No need to skip to the right chapter to find demo worthy
content. The opening scene is complete with large dynamic swings, sounds
swirling, and hard hitting bass. Even as the WB and Village Roadshow Pictures
logos flash on the scene, the roar of a vehicle and deep, rough sound of Max’s
voice were cleanly produced by the SI-1010. The sub had to play up to 120Hz to
blend with the soundbar I’m using at the moment, and such a high
crossover means the sub has to reproduce male vocals.

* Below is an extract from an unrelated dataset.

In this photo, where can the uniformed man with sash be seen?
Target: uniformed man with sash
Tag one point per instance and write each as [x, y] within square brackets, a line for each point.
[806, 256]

The SI-1010 performed solidly. I was impressed with how well the SI-1010 handled
Max’s voice while at the same time digging low enough to produce bass that
resonated through the house. Throughout the movie – which is non-stop
action – the SI-1010 never failed to impress. There were one or two occasions
where I knew that a bigger, ported sub like the RBH SV-1212P would have more low end output, but that’s to be expected. What was more important to me was that even when I pushed the SI-1010 and SA-500DSP to their limits in my 6,000+ cubic foot area, they kept their composure.
Next up was the Lego Movie. I bought this movie for my son, but as is often the case with modern animation, I ended up enjoying it as much or more than he did. This is a great movie to own not just because it’s a joy to watch, but because it’s a great excuse to show off your home theater.
I jumped straight to the scene where Emmet Brickowski falls into an intricate maze of underground tunnels and is bounced around like a Plinko ball. Every smack into a wall was accompanied by a tight, powerful thump from the SI-1010. I didn’t notice any distortion, compression, or other audible artifacts to indicate that this sub had met its match. It sailed through the scene and was ready for the following chase that ensues after Emmet escapes Bad Cop with the help of Wyldstyle. Again, this was no problem for the SI-1010 subwoofer. I could feel the bass resonate through the floor a bit more than with a typical subwoofer; however, I wouldn’t factor that into a purchase decision as the difference is minimal.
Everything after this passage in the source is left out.